SPR2025 - Chen | Bloch-Elkouby Lab for Suicide Prevention and Psychotherapy Research

Jimmy Chen’s Poster

How much do inappropriate responses impede clinicians’ engagement and therapeutic alliance with a virtual patient?

by Jimmy Pengyu Chen^1,2, Jade Wei^1,2, Shibani Datta^2,3, Runqin Shi^1,2,3, & Sarah Bloch-Elkouby^2,3

1 Teachers College, Columbia University in the City of New York
2 Icahn School of Medicine at Mount Sinai in New York City
3 Ferkauf Graduate School of Psychology, Yeshiva University

Background:

Leveraging technology to augment and transform the process of psychotherapy has been a constant trend of efforts, from the use of telephone decades ago to the artificial intelligence (AI) today. The concerns have risen at the same time, cautioning that the use technology will lead to miscommunication due to missing non-verbal cues, inhibit inspirational thinking associated with self-discovery, and the quality of therapeutic alliance (Anthony, 2003). While these concerns remain valid and difficult to remedy, determining the impact of technological shortcomings becomes a vital index for the feasibility of such technology.

The virtual patient (VP) can be used as a pedagogic tool for diagnostic psychiatric interviews. As an emerging technology, it remained inferior to trained human actors in perceived authenticity, leading to lower diagnostic accuracy in medical history assessments (Fink et al., 2021). However, the technology offers scalability and consistency, which is difficult for human actors in a psychiatric setting. A study conducted in 2016 with preliminary VP technology recruited 36 participants to conduct an interview on a VP with depression symptoms (Dupuy et. Al, 2020). Although the VP received positive comments overall, it only offered predetermined options as conversational input and corresponding pre-recorded outputs.

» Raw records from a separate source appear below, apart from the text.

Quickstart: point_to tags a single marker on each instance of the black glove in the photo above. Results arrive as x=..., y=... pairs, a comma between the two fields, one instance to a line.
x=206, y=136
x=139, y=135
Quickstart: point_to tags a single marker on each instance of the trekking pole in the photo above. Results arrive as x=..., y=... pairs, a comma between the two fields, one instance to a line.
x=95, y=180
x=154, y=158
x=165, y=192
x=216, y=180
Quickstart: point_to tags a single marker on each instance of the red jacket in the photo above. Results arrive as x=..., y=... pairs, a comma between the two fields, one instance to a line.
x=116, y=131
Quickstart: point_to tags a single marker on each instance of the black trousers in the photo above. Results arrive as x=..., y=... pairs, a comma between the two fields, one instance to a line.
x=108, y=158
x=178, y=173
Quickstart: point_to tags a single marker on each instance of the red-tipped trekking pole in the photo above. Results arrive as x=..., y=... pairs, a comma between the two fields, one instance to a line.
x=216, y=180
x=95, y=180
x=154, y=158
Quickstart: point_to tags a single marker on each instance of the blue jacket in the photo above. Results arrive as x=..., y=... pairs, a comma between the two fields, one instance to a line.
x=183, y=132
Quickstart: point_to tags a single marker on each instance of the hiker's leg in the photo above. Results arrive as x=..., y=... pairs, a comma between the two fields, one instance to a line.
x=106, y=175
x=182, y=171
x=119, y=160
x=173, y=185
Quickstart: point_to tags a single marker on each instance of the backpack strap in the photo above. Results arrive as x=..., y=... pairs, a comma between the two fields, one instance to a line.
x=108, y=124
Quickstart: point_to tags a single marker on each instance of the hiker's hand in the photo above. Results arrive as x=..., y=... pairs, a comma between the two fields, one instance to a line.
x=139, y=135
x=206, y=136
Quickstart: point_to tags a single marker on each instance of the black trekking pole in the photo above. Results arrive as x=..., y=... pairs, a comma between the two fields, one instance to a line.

The development of artificial intelligence provided an unprecedented opportunity that enables VPs to engage in free conversations. From rule- based chatbots before 2000s to neural network-based intent-matching around 2010s to transformer based-large language models currently, the evolution has significantly enhanced the flexibility and sophistication of conversational agents (Al-Amin, 2024).

Objective:

The current study seeks to investigate the feasibility of utilizing a VP in training new and future clinicians. Specifically, despite the sophistication of VP technology, it still produces a substantial number of mistakes that impede the flow of conversation, sabotage therapeutic alliance, and interfere with research implementation, measurements, and educational effectiveness of the simulated interaction. Aims

Quantitatively measure the impact of technical errors in the conversation on therapeutic alliance perceived by the clinician
Explore whether such impact is moderated by the race of VP.

Hypotheses

The number of technical errors would be positively correlated with the rupture of therapeutic alliance and negatively corrected with perceived alliance.
Interviewing with Black Noah will exacerbate the damage of technical errors on therapeutic alliance.

Method:

The current study is a part of a larger study that utilizes VP to investigate the impact of racial bias on clinical judgement, therapy process on clinical interviewing and suicide risk assessment. The VP in the current study was developed based on Google Dialogflow, which is a natural language processing platform based on intent matching (Sabharwal & Agrawal, 2020). An extensive list of intents are created to comprehensively simulate Noah according to common aspects of inquiry in a diagnostic interview. Each intent is associated with a pre-scripted response, written by master-level research assistants and edited and approved by a psychologist with an expertise in suicide prevention. To improve realism, Noah respond in both text and voice. The voice and video are AI-generated and pre-recorded. There are two versions of Noah differed only by the video image: Black and White.

Results:

On average, the diagnostic interviews lasted 30.77 minutes (SD = 14.084), generated 15.3 questions without a matching intent (SD=10.431), and 11.37 questions with a nonsensical response (SD=7.729). The working together subscale, which is calculated by averaging its 5 items, centered around a neutral response of “somewhat” (m=4.062, SD=1.145). Similarly, the internal rupture impact score centered around “some negative impact” (m=4.400, SD=1.288).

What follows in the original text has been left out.